These managers and executives give impressive talks at symposia and conferences. Their PowerPoint skills are impeccable, though no doubt aided by invisible in-house staff who gin up the cool graphics. These folks attend all of the trendy business method classes like Six Sigma and toss around quotes by Jack Welch.  They read all of the right business books found at airport bookshops. The obligatory and right-thinking buzzwords roll off their MBA tongues like melted chocolate, all carefully crafted to reassure stockholders that spending is being contained.

The out-sourcing of R&D doesn’t always begin with the outright execution of contracts to foreign comnpanies. It may begin more modestly, with the outsourcing of R&D custom projects. As relationships build and as project managers cycle through projects, greater and greater comfort with the outsourcing arrangement is felt. Soon, scale-up happens and substantial subunits of molecules are manufactured off-shore. Eventually, US plants are shut down and the equipment shows up on Dovebid for auction.

Yet for all the apparent good economic sense that R&D outsourcing may provide, I find myself uncomfortable with the concept. At one extreme there is the corporate cosmology spoofed in Sidney Lumet’s movie “Network“, where the real nations of the world are the multinational conglomerates who wield major currencies like an occupying army and nationality is an archaic formalism.  R&D is only the wagon that carries the troops for the greater glory and profit of the shareholders.

The other extreme would be the notion that R&D is part of our culture and is something to be guarded as national treasure.

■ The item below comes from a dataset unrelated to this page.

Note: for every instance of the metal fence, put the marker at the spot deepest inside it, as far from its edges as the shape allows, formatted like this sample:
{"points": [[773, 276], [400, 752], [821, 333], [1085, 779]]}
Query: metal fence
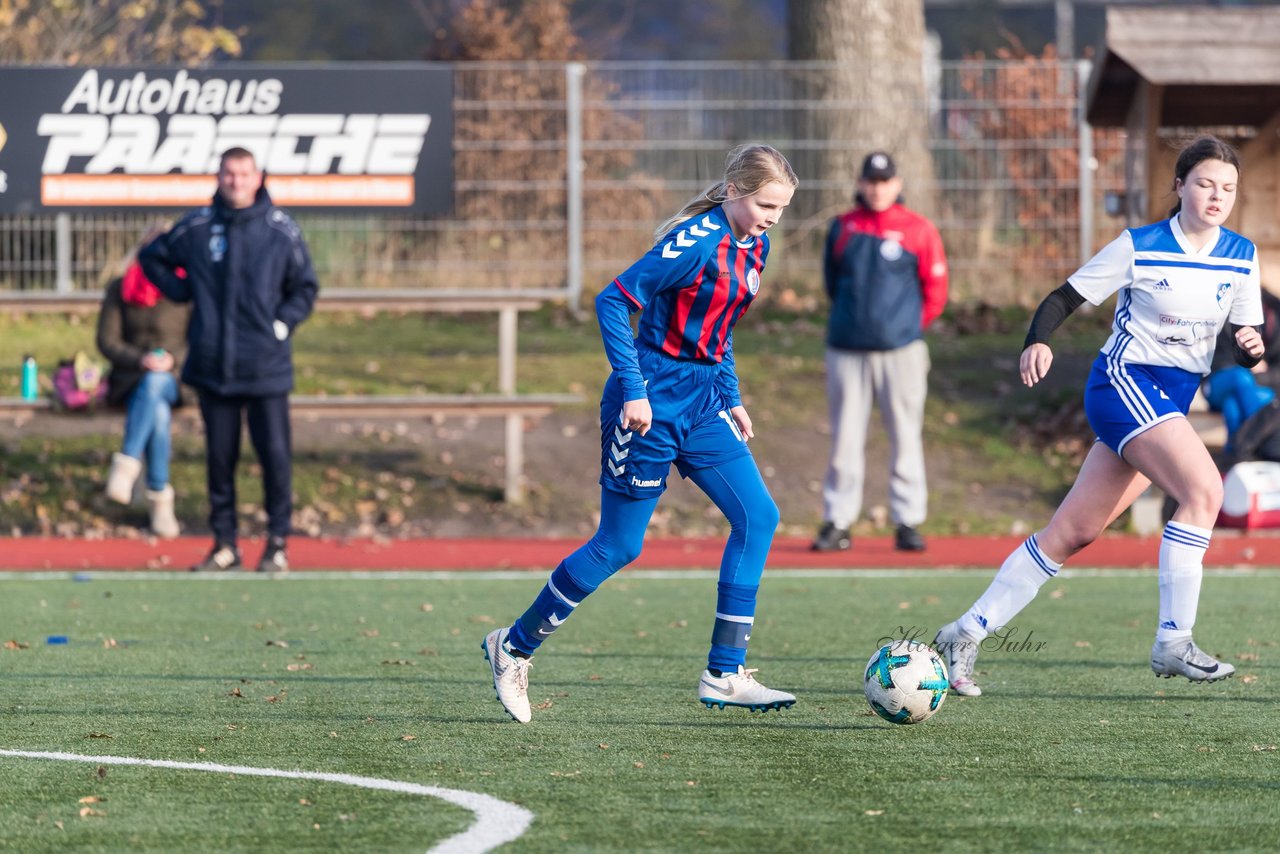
{"points": [[1018, 181]]}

It is is an extension of who we are.

It’s obvious that R&D is part of the American economic driver and it should be expoited to bring prosperity to our nation. But that is not to say that US companies should provide companies in competing nations with a critical skill set in exchange for short term gain. Irrespective of non-compete agreements and secrecy arrangements, the fact is that once valuable technology is divulged you can depend on ambitious players to learn from it and accelerate their growth.  While apparently sensible in the short term, exporting your magic is ultimately foolish.

This essay may be a bit parannoid and provincial, but the USA is rapidly de-industrializing itself under the enchantment of its own intoxicating doctrine of promulgating laissez-faire. Allowing the progress of de-industrialization to occur under the influence of quarterly profit reports is perhaps inevitable under our present political era. 

I would argue that industry and commerce are not just a business math exercise. They are part of the fabric of our culture. Adopting abstract economic formalisms and dressing them up as social policy is to neglect why we start businesses at all. If the acquisition of money were the only goal, then we’d all go into finance. We start businesses in areas we prefer in order to make money and to have something constructive to do. It stimulates our brains and drives progress. It contributes to the common good. Work and industry are part of anthropology, not just economics.